More Spammers Take Advantage of Location Data
During 2013, a growing number of spammers took advantage of location information encoded in phone numbers to send geo-specific spam, reports Cloudmark, a company that provides messaging security software.
While many regions around the world assign mobile phone numbers to arbitrary pre-assigned blocks reserved specifically for mobile devices, many North American and Caribbean countries have taken a different approach, the company notes in its "2013 Global Messaging Threat Report." The North American Numbering Plan assigns numbers—mobile and landline—to the local exchange dedicated to the geographic region in which they are first registered. In these NANP countries, area codes provide a convenient way to correlate phone numbers with a specific geographic region.
For example, Cloudmark says, New York City's Manhattan borough is assigned area codes 212 and 646. While the portability of mobile numbers allows for users to relocate elsewhere and thereby introduce an error, these area codes are largely representative of the population to which they are assigned.
"Advertisers, spammers and attackers in the United States have long since known of this phenomenon and use it to great effect for targeted messaging," the report states.
Residents of southern Florida are quite familiar with such targeted advertising. The area is home to three of the most popular area codes for SMS spam in the country. During 2013, mobile subscribers in the 954, 305 and 786 area codes reported the first, fourth and sixth highest volumes respectively of SMS spam for any single area code in the U.S.

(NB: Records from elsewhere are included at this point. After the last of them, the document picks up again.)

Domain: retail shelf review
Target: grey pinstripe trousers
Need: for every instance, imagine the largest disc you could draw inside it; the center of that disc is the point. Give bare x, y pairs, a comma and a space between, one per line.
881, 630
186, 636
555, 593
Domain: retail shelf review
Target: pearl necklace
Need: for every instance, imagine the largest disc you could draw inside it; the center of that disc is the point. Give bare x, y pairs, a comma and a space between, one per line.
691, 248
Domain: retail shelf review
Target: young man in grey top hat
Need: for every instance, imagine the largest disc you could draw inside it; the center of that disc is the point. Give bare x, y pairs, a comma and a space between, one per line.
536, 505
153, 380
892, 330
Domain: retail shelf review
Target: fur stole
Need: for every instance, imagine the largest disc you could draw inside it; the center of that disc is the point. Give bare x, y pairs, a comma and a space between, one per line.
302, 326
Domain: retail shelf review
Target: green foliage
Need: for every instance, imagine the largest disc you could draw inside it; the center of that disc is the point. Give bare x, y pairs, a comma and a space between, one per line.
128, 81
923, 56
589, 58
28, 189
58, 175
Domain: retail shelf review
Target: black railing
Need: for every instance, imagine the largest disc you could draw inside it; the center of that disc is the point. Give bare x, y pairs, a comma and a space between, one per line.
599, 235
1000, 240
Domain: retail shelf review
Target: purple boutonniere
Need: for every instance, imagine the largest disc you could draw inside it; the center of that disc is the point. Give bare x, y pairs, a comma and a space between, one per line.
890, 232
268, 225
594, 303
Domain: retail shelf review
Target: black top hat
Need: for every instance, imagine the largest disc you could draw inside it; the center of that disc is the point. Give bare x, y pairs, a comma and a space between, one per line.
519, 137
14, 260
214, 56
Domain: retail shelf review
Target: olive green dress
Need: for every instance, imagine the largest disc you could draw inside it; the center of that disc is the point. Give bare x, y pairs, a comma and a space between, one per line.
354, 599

In fact, one of every 10 SMS spam messages landing on U.S. phones ends up in south Florida, and more than half of those messages come from a single local company in the business of buying junk cars, Cloudmark says. Limited by the cost of hauling these junk cars long distances, the spammers choose to focus their SMS advertisements on nearby numbers.
While these area-code-specific techniques are not widely used yet, Cloudmark says they could be problematic if they become widespread. Also, local attacks might be too low impact to attract the attention of law enforcement.
"However, overall SMS spam levels could see a dramatic rise if unscrupulous businesses all over North America turn to this form of unsolicited, targeted advertising in their local markets," the report warns.
Historically, gift card scams had dwarfed other forms of SMS spam, Cloudmark says. But due to an abrupt end to gift card scams in 2013, bank and account phishing attacks were at the top of the list of most prolific SMS spam types: They accounted for 20 percent of the nation's reported SMS spam.
During 2013, 67 percent of SMS spam messages lured U.S.-based victims with various financial offers, according to the report.